With readership and comments regularly setting new records, our small webzine is now undergoing some expansion of its personnel and content.
First, I’m very pleased to announce that Peter Frost, whose anthropology-focused columns have become such an important part of our webzine over the last six months, has now decided to officially join The Review and henceforth will be publishing his articles directly on our own website. His powerful recent piece on the establishmentarian dogma of “antiracism” has accumulated a remarkable 132 comments and is still going strong after more than a week, with the numerous participants having contributed well over 30,000 words of detailed and spirited—but remarkably respectful—arguments on various sides of the issue.
Also, we will henceforth be regularly publishing the columns of Michael Hudson, a highly regarded academic economist of international reputation, who played an important role in ensuring that the Icelandic government avoided the disastrous financial banking bailouts that marked a milestone in unmasking the kleptocratic regimes ruling America, Britain, and many other Western nations.
But biggest development is that Anatoly Karlin will be joining The Review as a resident blogger/columnist.
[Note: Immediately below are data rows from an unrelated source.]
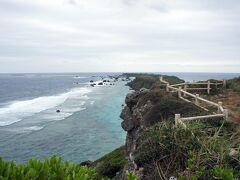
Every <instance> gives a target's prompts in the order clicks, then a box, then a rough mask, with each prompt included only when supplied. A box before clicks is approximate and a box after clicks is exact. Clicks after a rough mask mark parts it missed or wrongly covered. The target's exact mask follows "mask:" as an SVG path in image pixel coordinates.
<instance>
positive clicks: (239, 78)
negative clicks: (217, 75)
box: [227, 77, 240, 92]
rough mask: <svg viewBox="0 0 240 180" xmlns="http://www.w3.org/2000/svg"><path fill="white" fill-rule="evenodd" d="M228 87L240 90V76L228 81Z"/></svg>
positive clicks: (236, 89)
mask: <svg viewBox="0 0 240 180" xmlns="http://www.w3.org/2000/svg"><path fill="white" fill-rule="evenodd" d="M227 88H230V89H233V90H234V91H237V92H240V77H236V78H233V79H230V80H228V81H227Z"/></svg>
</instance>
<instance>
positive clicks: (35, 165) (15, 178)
mask: <svg viewBox="0 0 240 180" xmlns="http://www.w3.org/2000/svg"><path fill="white" fill-rule="evenodd" d="M0 179H18V180H25V179H36V180H43V179H51V180H65V179H67V180H74V179H81V180H94V179H96V180H97V179H99V175H98V173H97V172H96V171H95V169H93V168H88V167H85V166H80V165H77V164H72V163H69V162H68V161H62V159H61V158H59V157H56V156H52V157H51V158H50V159H49V160H48V159H45V160H44V161H40V160H36V159H32V160H30V161H29V162H28V163H27V164H16V163H15V162H6V161H4V160H3V159H2V158H0Z"/></svg>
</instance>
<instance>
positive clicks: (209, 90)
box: [207, 81, 210, 94]
mask: <svg viewBox="0 0 240 180" xmlns="http://www.w3.org/2000/svg"><path fill="white" fill-rule="evenodd" d="M207 91H208V94H210V81H208V87H207Z"/></svg>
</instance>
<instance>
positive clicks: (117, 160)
mask: <svg viewBox="0 0 240 180" xmlns="http://www.w3.org/2000/svg"><path fill="white" fill-rule="evenodd" d="M125 162H126V159H125V147H124V146H122V147H120V148H117V149H115V150H114V151H112V152H110V153H109V154H106V155H105V156H103V157H101V158H100V159H98V160H97V161H95V162H94V163H93V166H94V167H95V168H96V171H97V172H98V173H99V174H100V175H102V176H107V177H109V178H113V177H115V176H116V173H117V172H120V171H122V170H123V166H124V165H125ZM120 174H121V173H120Z"/></svg>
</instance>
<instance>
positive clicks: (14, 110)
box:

His greatest expertise lies in Russia, Human Biodiversity, and Demographics, and we have already incorporated his extensive archives from AKarlin.com and Da Russophile blogsites, which amount to a remarkable three million words of very high quality articles and comments written over the last few years.
An an example of his outstanding past work, we are republishing as Monday’s Feature his November article on the surprisingly healthy nature of Russia’s demographic situation, which presents a quantitative picture at total variance with the one vaguely—and endlessly—reverberating within the ignorant echo chamber of our innumerate American mainstream media. I daresay even the world’s most elite media outlets, such as The New York Times and The Economist, only rarely publish an article of such detailed quality on such an important international topic. I suspect that if Norman Macrae were still alive, there would surely be cross words spoken in London.
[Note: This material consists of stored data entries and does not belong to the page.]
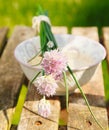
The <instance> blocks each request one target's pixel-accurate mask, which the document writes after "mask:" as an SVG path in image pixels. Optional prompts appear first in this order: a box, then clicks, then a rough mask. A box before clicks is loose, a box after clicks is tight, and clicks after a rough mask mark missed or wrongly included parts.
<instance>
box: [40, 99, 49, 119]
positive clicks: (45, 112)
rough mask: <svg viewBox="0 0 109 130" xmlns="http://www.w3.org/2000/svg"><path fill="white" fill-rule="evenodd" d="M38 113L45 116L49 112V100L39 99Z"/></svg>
mask: <svg viewBox="0 0 109 130" xmlns="http://www.w3.org/2000/svg"><path fill="white" fill-rule="evenodd" d="M38 114H39V115H41V116H43V117H45V118H47V117H48V116H49V115H50V114H51V109H50V102H49V101H47V100H46V99H45V98H43V99H41V100H40V101H39V104H38Z"/></svg>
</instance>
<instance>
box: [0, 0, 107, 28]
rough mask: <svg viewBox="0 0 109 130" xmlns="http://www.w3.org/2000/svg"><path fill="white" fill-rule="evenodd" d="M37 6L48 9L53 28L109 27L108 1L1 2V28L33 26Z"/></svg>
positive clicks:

But this particular article is only one of many analytical gems in Anatoly’s oeuvre. I first encountered his work a couple of years ago when he took issue with my major Race/IQ article in a very detailed 3,500 word analysis, and I eventually responded in the comment s to one of his follow-up columns. Afterward, I began following his later articles quite closely, with numerous discussions in his excellent comment-threads, especially on his analysis of Chinese academic performance, a subject that in which I have had considerable interest for over thirty years.
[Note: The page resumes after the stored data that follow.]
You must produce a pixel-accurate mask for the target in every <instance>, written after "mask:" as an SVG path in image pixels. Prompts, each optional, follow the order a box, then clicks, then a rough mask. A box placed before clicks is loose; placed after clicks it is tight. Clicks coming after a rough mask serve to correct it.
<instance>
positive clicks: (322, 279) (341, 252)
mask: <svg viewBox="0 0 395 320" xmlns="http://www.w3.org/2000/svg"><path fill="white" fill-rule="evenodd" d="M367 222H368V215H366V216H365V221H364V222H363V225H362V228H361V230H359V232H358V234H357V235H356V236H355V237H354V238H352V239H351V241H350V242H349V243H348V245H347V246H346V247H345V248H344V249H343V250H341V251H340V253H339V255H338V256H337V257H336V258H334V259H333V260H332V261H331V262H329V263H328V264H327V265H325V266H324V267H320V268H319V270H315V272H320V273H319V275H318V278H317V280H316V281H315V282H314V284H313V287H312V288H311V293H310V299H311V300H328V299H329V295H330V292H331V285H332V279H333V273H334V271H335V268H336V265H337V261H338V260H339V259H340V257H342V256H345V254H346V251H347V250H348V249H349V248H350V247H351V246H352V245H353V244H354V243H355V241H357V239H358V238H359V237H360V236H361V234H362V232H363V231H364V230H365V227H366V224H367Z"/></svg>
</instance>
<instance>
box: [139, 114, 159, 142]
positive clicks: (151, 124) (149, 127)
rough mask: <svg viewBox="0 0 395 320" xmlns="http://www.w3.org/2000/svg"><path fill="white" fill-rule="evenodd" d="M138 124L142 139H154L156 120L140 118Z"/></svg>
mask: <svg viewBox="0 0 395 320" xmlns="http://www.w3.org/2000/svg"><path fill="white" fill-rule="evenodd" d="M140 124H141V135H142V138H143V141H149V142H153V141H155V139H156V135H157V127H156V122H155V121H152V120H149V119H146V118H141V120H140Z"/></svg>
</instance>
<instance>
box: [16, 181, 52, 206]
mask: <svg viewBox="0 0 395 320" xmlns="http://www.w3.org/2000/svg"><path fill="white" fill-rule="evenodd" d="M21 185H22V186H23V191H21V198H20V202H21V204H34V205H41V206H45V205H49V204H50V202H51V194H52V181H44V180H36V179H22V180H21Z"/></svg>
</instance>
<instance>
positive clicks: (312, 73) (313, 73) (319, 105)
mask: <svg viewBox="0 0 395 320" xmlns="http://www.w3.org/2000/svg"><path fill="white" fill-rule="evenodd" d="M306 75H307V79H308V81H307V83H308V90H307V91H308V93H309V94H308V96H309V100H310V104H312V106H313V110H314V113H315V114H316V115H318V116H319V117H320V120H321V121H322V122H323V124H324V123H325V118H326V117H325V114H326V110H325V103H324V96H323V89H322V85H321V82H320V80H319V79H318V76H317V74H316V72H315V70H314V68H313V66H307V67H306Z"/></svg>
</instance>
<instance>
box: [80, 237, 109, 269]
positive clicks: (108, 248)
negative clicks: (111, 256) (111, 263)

As some might remember, a year or two earlier the world’s leading media outlets had carried numerous major stories on the astonishing academic performance of Chinese students on the international PISA tests, administered by the OECD. Although China is still merely a middle-income country, much less wealthy than Mexico and merely a generation or two removed from dire poverty and near starvation, Shanghai’s students had far outperformed those of Japan, Germany, the US, and every other nation in the world. International headlines had been the natural consequence.
However, Western pundits suggested that the results were highly misleading, since Shanghai was perhaps China’s wealthiest and most elite metropolis, and hence the academic performance was surely an anomaly, totally unrepresentative of Chinese students overall: is the academic performance of high school students in Palo Alto or Princeton typical of America as a whole. Admittedly, Shanghai is hardly a small, wealthy town—its population numbers around 20 million—but there was endless public speculation on how well—or how poorly—the children of the hundreds of millions of rural Chinese with annual incomes of $1000 per year had fared on the test.
Click here for the remarkable answer. Perhaps my comment even provides a clue about why The New York Times just recently laid off over 10% of its entire staff. And be sure to read Anatoly’s future articles (or exhaustively mine his archives) if you want to better understand the quantitative realities of our world.
Welcome aboard, Anatoly.
Postscript: I discovered there was a bug that had rendered the comments to Anatoly’s archived articles invisible to most readers, along with the older comments to other articles. That bug has now been fixed and all older comments should henceforth be visible.